Of course, there is no special sign for the immediate juxtaposition of 'F' and 'a' in 'Fa.' So I grant that there is no syncategorematic element if such an element must have its own separate and isolable sign. But there is no need for a separate sign; the immediate juxtaposition does the trick. The syncategorematic element is precisely the juxtaposition.
Please note that if there were no syncategorematic element in 'Fa' there would not be any sentence at all. A sentence is not a list. The sentence 'Fa' is not the list 'F, a.' A (declarative) sentence expresses a thought (Gedanke) which is its sense (Sinn). And its has a reference (Bedeutung), namely a truth value (Wahrheitswert). No list of words (or of anything else) expresses a thought or has a truth value. So a sentence is not a list of its constituent words. A sentence depends on its constituent words, but it is more than them. It is their unity.
So I say there must be a syncategorematic element in 'Fa' if it is to be a sentence. There is need of a copulative element to tie together subject and predicate. It follows that, pace Sommers, it is false that atomic sentences are devoid of syntagorematic elements.

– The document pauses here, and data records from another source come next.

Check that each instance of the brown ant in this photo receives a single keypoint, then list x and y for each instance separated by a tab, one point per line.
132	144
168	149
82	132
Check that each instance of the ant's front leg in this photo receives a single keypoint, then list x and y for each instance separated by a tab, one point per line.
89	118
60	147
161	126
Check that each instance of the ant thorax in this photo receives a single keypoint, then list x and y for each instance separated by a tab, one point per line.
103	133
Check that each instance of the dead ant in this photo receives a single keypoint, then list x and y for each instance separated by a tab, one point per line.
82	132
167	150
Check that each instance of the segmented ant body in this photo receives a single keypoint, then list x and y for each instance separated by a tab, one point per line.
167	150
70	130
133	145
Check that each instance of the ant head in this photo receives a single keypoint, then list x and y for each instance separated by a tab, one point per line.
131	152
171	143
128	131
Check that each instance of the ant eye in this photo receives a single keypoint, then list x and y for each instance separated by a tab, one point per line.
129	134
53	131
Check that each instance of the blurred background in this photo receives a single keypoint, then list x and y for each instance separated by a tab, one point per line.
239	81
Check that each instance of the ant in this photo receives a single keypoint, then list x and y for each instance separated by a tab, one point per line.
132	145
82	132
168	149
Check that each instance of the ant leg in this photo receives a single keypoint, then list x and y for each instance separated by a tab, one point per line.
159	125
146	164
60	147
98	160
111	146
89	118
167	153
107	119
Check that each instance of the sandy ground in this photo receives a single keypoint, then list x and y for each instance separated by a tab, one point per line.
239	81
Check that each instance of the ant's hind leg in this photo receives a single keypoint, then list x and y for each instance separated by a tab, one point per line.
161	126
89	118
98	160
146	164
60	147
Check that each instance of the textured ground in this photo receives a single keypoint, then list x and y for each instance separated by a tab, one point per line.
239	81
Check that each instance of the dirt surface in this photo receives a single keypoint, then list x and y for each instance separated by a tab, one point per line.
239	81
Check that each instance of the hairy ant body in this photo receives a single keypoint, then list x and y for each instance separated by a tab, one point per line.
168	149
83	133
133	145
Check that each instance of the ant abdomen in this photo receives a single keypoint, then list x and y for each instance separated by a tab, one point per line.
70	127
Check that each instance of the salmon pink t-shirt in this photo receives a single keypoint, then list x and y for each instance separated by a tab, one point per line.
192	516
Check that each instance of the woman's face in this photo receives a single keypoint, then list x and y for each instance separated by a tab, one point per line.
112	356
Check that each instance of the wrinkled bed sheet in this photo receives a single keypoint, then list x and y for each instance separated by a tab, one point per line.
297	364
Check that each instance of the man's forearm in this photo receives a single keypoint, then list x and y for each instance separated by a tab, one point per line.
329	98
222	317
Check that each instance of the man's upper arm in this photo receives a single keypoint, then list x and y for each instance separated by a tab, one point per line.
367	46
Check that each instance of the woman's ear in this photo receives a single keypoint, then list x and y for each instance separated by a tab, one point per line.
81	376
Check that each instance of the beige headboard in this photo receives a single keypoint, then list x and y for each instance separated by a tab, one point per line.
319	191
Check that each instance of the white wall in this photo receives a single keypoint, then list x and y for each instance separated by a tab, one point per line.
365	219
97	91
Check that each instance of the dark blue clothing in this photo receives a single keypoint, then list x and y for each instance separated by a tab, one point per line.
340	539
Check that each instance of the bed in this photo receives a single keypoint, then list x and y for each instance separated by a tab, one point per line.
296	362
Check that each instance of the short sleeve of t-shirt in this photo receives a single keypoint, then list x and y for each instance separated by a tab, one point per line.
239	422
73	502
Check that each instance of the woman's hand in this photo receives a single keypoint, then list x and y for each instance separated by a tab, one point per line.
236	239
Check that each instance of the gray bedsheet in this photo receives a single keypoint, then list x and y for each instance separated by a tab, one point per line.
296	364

Note what I am NOT saying. I am not saying that the copulative element in a sentence must be a separate sign such as 'is.' There is no need for the copulative 'is.' In standard English we say 'The sea is blue' not 'The sea blue.' But in Turkish one can say Deniz mavi and it is correct and intelligible. My point is not that we need the copulative 'is' as a separate sign but that we need a copulative element which, though it does not refer to anything, yet ties together subject and predicate. There must be some feature of the atomic sentence that functions as the copulative element, if not immediate juxtaposition then something else such as a font difference or color difference.
At his point I will be reminded that Frege's concepts (Begriffe) are unsaturated (ungesaettigt). They are 'gappy' or incomplete unlike objects. The incompleteness of concepts is reflected in the incompleteness of predicate expressions. Thus '. . . is fat' has a gap in it, a gap fit to accept a name such as 'Al' which has no gap. We can thus say that for Frege the copula is imported into the predicate. It might be thought that the gappiness of concepts and predicate expressions obviates the need for a copulative element in the sentence and in the corresponding Thought (Gedanke) or proposition.
But this would be a mistake. For even if predicate expressions and concepts are unsaturated, there is still a difference between a list and a sentence. The unsaturatedness of a concept merely means that it combines with an object without the need of a tertium quid. (If there were a third thing, then Bradley's regress would be up and running.) But to express that a concept is in fact instantiated by an object requires more than a listing of a concept-word (Begriffswort) and a name. There is need of a syncategorical element in the sentence.
So I conclude that if there are any atomic sentences, then they cannot contain only categorematic expressions.